そう思いましたけど、たぶん言えなかったんでしょう。
明日から、みんなそれぞれが別々の道を歩き始めます。
振り向けば今までの日々があり、手を伸ばせばまだ届きそうなんだけど、決してもう届かない高校生活。
まだ、色鮮やかで、鮮やか過ぎるから過去のことだと思えないような思い出。
もう3年9組の教室にも、誰もいなくなります。
誰も、もうあの教室に、学校に、生活に帰れないことは口に出しませんでした。
みんな、これで本当にお別れなんだって解ってるんだけど、気付かないフリをしているような、そんな感じでした。

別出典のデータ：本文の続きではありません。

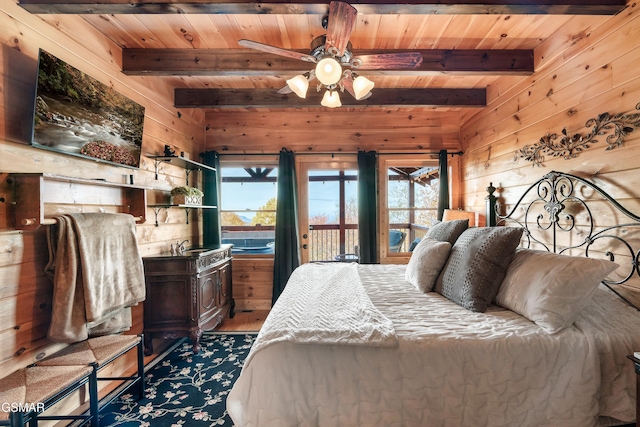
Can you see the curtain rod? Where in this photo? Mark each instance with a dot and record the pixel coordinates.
(452, 153)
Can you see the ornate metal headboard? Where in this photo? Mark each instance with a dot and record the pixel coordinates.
(566, 214)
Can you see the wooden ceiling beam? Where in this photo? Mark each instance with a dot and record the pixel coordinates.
(245, 62)
(269, 98)
(407, 7)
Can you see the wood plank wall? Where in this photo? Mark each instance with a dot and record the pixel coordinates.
(25, 293)
(582, 72)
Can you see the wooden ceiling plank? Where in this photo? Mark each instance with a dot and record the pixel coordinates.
(267, 98)
(242, 62)
(441, 7)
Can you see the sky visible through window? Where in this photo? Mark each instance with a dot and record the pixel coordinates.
(323, 196)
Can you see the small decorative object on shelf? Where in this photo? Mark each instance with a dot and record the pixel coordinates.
(168, 151)
(186, 196)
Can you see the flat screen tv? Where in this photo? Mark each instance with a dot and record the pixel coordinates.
(78, 115)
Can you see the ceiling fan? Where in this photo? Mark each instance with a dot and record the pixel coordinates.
(336, 66)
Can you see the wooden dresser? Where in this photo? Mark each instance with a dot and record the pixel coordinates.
(187, 294)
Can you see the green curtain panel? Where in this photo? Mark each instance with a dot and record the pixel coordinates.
(212, 183)
(287, 254)
(368, 206)
(443, 197)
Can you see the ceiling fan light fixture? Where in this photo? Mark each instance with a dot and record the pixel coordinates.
(362, 86)
(299, 85)
(328, 71)
(331, 99)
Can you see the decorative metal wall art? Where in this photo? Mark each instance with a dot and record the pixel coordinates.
(569, 146)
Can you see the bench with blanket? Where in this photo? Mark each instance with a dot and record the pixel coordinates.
(28, 392)
(98, 276)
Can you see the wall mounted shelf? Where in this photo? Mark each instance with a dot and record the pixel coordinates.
(187, 208)
(187, 164)
(33, 190)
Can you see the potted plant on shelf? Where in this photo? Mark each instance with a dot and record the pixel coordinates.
(186, 196)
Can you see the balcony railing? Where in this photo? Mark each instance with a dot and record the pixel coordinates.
(326, 241)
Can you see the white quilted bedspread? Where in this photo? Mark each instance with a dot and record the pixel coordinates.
(328, 305)
(451, 367)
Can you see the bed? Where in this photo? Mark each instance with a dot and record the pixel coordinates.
(355, 345)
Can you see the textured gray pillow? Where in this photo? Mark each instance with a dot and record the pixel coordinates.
(447, 231)
(477, 265)
(425, 264)
(551, 289)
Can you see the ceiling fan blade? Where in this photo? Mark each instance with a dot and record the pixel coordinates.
(276, 50)
(342, 19)
(387, 61)
(286, 89)
(347, 82)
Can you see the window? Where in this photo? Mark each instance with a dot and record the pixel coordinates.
(248, 207)
(333, 214)
(410, 205)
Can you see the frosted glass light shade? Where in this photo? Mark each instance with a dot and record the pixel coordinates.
(299, 85)
(331, 99)
(362, 86)
(328, 71)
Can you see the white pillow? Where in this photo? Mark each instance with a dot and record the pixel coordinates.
(551, 289)
(427, 259)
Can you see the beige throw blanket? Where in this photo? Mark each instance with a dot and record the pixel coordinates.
(97, 273)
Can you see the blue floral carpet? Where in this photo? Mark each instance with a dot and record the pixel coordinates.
(186, 389)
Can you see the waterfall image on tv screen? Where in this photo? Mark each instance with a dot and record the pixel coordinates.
(76, 114)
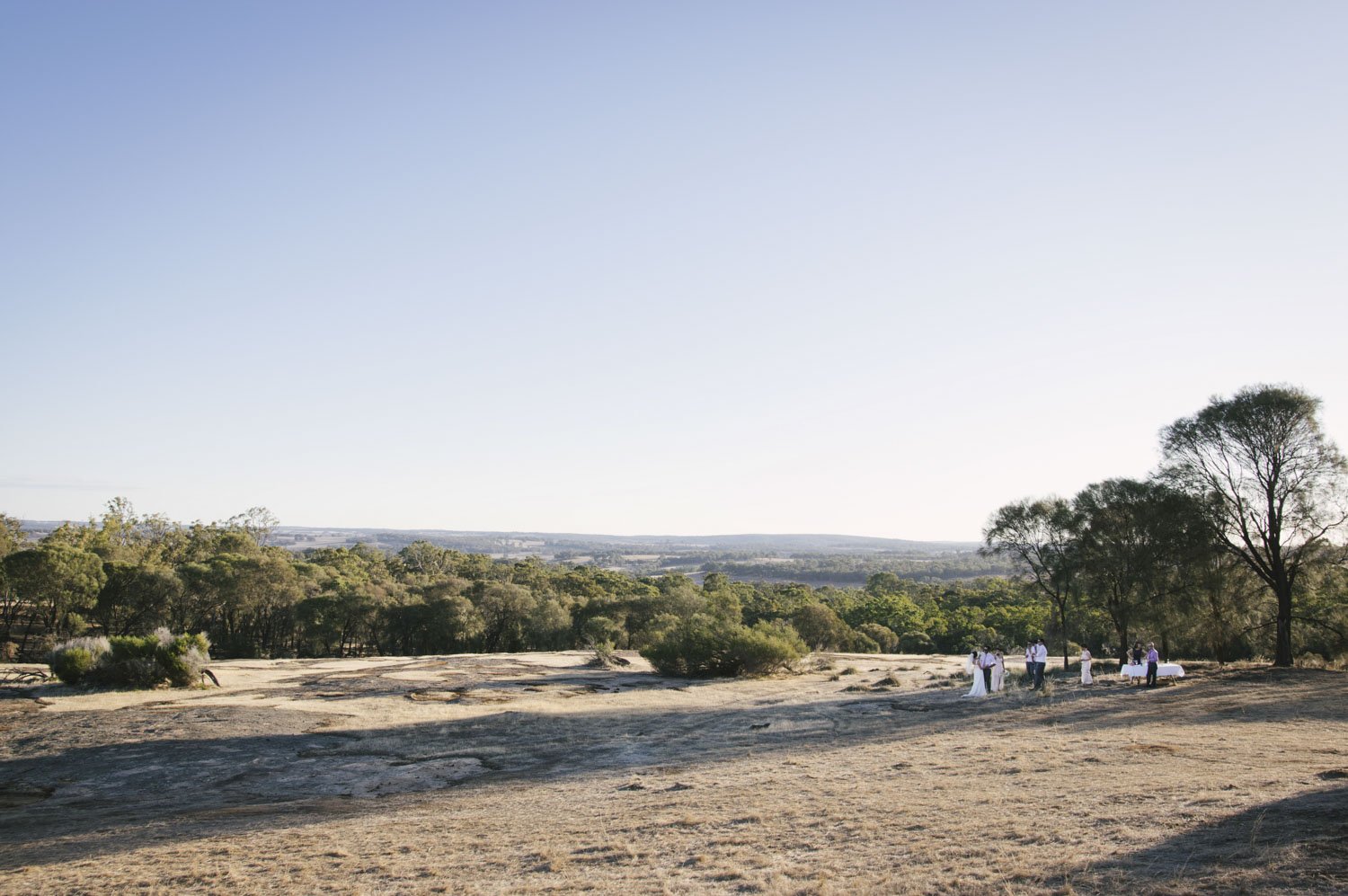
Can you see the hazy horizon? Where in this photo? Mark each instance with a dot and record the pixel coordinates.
(599, 267)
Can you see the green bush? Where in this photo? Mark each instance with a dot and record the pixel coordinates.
(883, 637)
(75, 659)
(708, 647)
(145, 661)
(917, 643)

帰り道、Kがこれで終わりなんて本当に寂しいと言っていました。
きっとまた会えるし、俺も受験が終わったら連絡するよ、と約束しました。
自分はクラスの幹事なので、近いうちに同窓会を企画しようと思っています。
きっと友情って距離を越えるもんなんですよね。


だから、地下鉄のドアが閉まる前、友達に「じゃあね」と言って別れました。
まるで、明日また会えるみたいに。